A l’issue de la conférence de presse destinée à faire le service après-vente des mesures chocs annoncées par Emmanuel Macron la veille, les journalistes ont évidemment interrogé le Premier ministre sur les perquisitions chez Olivier Véran. Jean Castex a été contraint de témoigner sa confiance « totale » dans le ministre de la Santé. « Vous comprendrez qu’il ne m’appartient absolument pas de commenter les décisions d’une autorité judiciaire », a-t-il ajouté, en rappelant qu’Olivier Véran « bénéficie d’une totale présomption d’innocence ».

« On n’a rien à cacher »

« La perquisition, c’est le suivi classique d’une procédure judiciaire », balaie le député La République en marche de la Vienne, Sacha Houlié, avocat de profession. « On n’a rien à cacher. Mais ça tombe mal, même si je pense que c’est anecdotique par rapport à la situation sanitaire. Les Français sont plus préoccupés par le détail des mesures que par la visite de policiers chez Monsieur Véran ce matin. »

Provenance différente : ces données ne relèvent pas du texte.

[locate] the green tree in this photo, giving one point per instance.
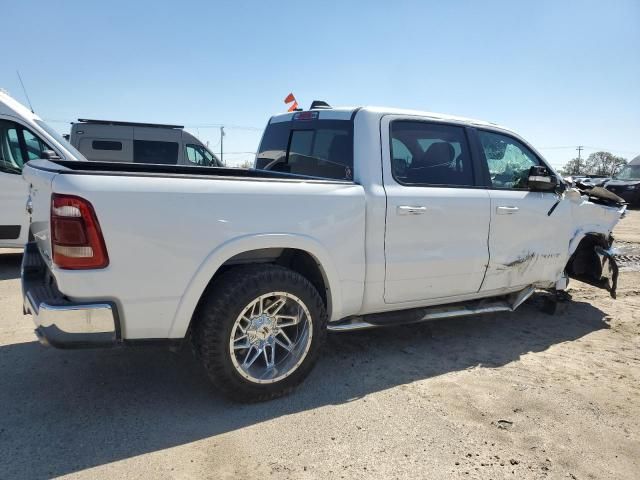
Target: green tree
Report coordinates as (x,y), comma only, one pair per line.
(598,163)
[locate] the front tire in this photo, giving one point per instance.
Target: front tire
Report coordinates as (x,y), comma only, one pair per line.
(258,330)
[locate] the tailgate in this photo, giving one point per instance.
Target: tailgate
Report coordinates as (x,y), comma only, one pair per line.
(39,175)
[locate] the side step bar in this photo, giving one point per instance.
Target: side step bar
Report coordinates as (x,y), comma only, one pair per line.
(507,303)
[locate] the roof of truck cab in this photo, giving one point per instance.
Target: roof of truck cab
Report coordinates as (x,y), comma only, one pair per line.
(345,113)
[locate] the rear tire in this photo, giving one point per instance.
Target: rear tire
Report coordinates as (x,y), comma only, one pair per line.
(251,311)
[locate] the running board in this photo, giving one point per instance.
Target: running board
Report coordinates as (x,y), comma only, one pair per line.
(507,303)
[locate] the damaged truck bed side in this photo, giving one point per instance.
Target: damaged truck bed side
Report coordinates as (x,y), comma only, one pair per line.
(351,218)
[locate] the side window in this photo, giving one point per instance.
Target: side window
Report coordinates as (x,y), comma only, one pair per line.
(106,145)
(17,146)
(508,160)
(424,153)
(146,151)
(321,148)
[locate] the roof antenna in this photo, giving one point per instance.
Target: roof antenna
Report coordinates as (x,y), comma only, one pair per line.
(25,91)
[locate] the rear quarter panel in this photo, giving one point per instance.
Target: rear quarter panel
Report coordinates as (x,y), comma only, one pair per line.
(166,237)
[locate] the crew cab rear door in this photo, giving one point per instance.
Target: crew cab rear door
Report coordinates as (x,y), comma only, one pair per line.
(437,219)
(530,230)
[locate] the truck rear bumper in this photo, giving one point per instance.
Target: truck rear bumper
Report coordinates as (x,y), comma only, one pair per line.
(60,322)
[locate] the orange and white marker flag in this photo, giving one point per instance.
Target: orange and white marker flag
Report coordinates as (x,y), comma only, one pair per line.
(290,98)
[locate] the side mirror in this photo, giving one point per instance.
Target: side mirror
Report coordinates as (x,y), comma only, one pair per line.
(540,180)
(49,155)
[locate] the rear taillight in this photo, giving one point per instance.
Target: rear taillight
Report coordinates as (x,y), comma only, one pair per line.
(76,238)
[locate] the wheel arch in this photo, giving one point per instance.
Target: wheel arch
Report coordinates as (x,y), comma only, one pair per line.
(296,249)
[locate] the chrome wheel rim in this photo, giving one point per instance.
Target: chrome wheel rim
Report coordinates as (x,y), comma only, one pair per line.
(271,337)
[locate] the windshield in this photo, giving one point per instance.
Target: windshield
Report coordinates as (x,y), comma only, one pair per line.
(60,139)
(629,172)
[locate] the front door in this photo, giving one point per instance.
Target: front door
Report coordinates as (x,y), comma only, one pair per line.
(437,220)
(528,241)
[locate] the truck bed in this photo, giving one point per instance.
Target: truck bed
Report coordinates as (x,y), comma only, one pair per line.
(157,170)
(168,229)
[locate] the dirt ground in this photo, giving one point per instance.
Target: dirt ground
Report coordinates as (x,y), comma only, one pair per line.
(525,395)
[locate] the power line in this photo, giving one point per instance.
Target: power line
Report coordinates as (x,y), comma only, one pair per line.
(586,147)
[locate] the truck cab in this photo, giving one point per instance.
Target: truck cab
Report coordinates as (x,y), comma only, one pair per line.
(116,141)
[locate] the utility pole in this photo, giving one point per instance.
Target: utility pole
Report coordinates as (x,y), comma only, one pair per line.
(222,144)
(579,148)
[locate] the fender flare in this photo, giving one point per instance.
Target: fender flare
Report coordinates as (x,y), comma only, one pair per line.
(581,234)
(229,249)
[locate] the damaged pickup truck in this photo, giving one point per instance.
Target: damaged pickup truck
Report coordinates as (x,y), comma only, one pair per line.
(351,218)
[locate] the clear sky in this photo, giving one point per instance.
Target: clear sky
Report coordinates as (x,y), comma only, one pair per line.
(561,73)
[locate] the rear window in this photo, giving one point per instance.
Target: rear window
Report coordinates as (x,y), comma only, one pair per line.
(316,148)
(146,151)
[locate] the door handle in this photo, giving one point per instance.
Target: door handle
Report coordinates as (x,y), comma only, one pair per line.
(411,210)
(504,210)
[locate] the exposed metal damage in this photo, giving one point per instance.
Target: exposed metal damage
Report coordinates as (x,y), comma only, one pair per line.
(594,263)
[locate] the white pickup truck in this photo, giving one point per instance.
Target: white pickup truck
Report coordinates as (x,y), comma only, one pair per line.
(352,218)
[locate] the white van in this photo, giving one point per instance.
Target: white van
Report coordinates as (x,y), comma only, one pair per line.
(23,137)
(114,141)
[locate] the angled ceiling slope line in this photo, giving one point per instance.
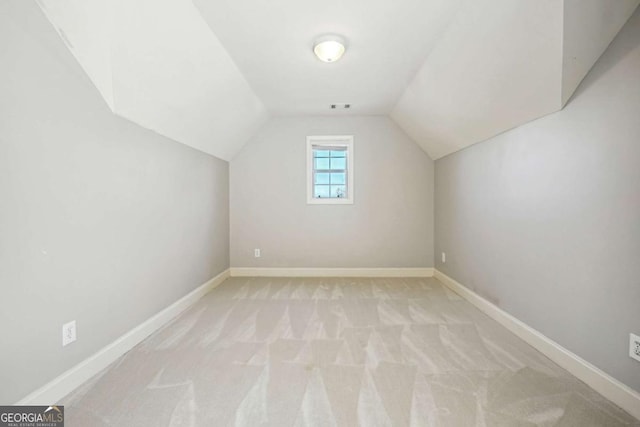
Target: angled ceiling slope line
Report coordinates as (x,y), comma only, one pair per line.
(272,43)
(503,63)
(174,77)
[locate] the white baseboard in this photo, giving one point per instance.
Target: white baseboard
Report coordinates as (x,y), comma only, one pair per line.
(619,393)
(53,391)
(330,272)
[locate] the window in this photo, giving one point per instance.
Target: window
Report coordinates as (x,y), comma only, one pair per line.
(330,169)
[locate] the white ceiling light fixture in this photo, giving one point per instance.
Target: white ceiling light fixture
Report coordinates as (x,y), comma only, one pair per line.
(329,48)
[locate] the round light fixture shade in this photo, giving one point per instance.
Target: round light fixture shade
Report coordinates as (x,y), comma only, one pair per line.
(329,48)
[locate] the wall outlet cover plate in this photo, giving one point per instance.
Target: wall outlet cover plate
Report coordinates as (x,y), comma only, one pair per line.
(634,347)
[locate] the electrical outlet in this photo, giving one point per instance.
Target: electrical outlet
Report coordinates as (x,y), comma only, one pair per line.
(68,333)
(634,347)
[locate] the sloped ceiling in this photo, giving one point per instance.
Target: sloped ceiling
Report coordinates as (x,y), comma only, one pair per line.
(156,63)
(503,63)
(208,73)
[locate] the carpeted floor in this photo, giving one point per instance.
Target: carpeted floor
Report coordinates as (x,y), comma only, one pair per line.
(336,352)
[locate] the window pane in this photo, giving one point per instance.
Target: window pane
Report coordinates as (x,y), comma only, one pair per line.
(321,178)
(338,191)
(340,163)
(338,178)
(321,163)
(321,191)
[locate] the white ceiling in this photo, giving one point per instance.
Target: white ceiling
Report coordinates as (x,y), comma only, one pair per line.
(451,73)
(272,43)
(157,64)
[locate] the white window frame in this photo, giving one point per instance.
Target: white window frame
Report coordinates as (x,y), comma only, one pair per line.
(330,141)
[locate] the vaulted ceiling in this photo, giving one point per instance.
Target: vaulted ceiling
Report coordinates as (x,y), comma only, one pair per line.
(209,73)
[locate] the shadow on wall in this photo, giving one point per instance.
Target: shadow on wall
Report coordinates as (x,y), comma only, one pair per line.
(614,54)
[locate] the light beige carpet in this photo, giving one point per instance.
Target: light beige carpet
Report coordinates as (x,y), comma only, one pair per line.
(336,352)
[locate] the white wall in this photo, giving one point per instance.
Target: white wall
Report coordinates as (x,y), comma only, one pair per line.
(544,220)
(101,221)
(390,223)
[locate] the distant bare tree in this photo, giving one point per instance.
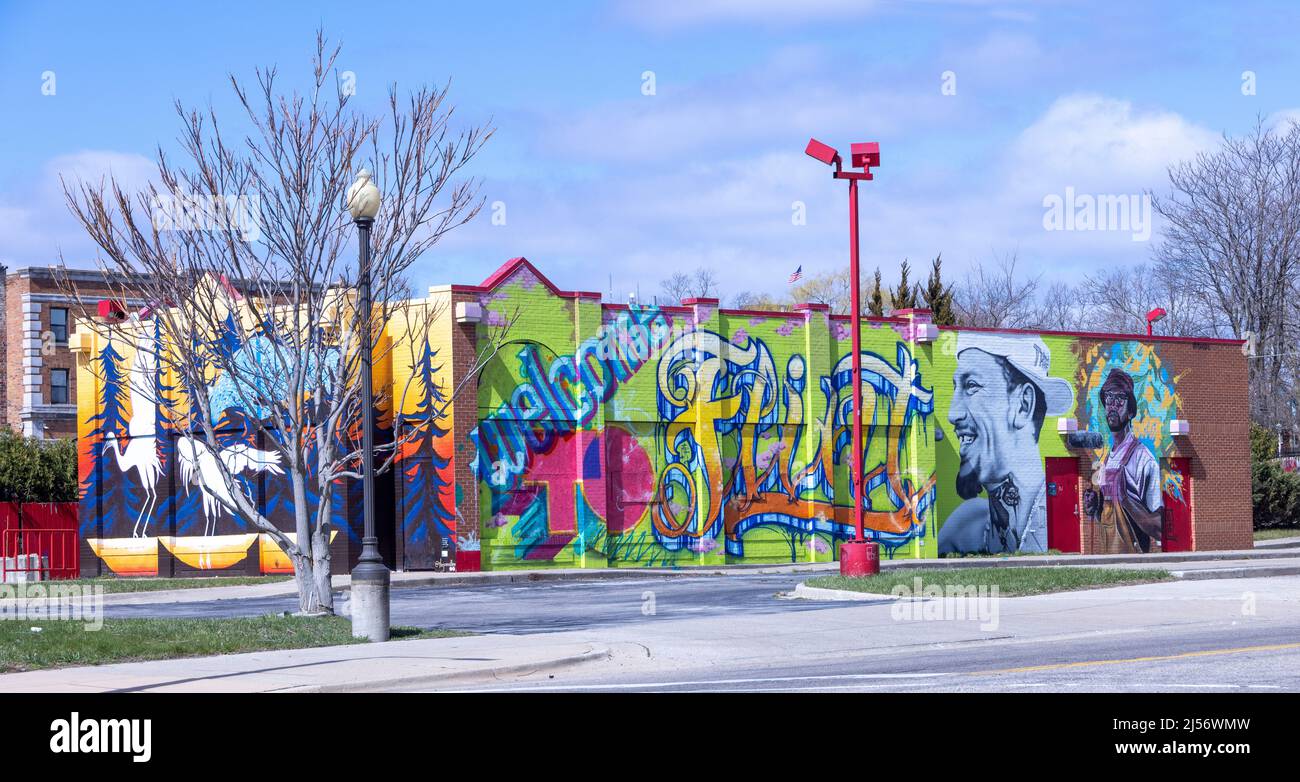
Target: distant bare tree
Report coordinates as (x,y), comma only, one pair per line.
(830,289)
(700,285)
(995,295)
(1233,240)
(1118,299)
(1064,307)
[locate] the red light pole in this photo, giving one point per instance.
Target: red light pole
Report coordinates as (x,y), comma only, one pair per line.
(857,557)
(1155,317)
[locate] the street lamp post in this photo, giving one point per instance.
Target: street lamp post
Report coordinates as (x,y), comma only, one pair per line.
(857,557)
(369,600)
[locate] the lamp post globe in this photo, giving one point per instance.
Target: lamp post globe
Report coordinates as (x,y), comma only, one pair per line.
(369,599)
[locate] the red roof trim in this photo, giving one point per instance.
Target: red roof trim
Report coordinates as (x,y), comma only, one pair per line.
(507,269)
(1104,335)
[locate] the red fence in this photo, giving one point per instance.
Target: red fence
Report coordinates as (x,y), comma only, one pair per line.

D’autres parlementaires de la majorité contactés par 20 Minutes préfèrent ne pas commenter une enquête en cours. Mais ils déplorent qu’elle vienne parasiter la communication gouvernementale de lutte contre le Covid-19. « C’est la procédure normale » et « ça prouve qu’il n’y a pas deux justices à deux vitesses », souligne de son côté la députée LREM du Tarn Marie-Christine Verdier-Jouclas sur BFMTV, ajoutant qu’elle ne « voudrait pas qu’on brouille le message le plus important : ce que nous a dit le président hier soir. »

En revanche, le député LREM du Rhône Bruno Bonnell n’apprécie pas le choix de perquisitionner chez Olivier Véran ce jeudi. « Je trouve ça déplacé. Le ministre de la Santé n’a pas besoin de ça, juste avant sa conférence… Ça pouvait attendre dix jours, et ce timing ne me semble pas à la hauteur de l’enjeu actuel ».

Pression judiciaire

Ces perquisitions, très médiatisées, viennent rappeler à l’opinion que l’exécutif est sous pression pour sa gestion de la première vague épidémique. Au total, depuis le début de la crise sanitaire, 90 plaintes contre des ministres ont été adressées à la Cour de Justice de la République (CJR) – seule instance habilitée à juger les membres du gouvernement pour l’exercice de leur fonction. Seules neuf plaintes ont été jugées recevables – visant les politiques perquisitionnés ce jeudi – et une information judiciaire a été ouverte le 7 juillet pour « abstention de combattre un sinistre ». Elle a été confiée à la commission d’instruction de la Cour de justice de la République.

Le parquet de Paris a également reçu plusieurs dizaines de plaintes ciblant parfois des responsables de l’administration. Il a ouvert le 9 juin une enquête préliminaire, notamment pour « homicides involontaires » ou « mise en danger de la vie d’autrui ».

Avec la reprise de l’épidémie, le gouvernement Castex, nommé en juillet, pourrait à nouveau faire l’objet de plaintes devant la justice. A la mi-septembre, le collectif Victimes Coronavirus France, qui réunit 200 personnes, a déposé une plainte contre le Premier ministre devant la CJR, estimant que le gouvernement continuait de « naviguer à vue » face au virus.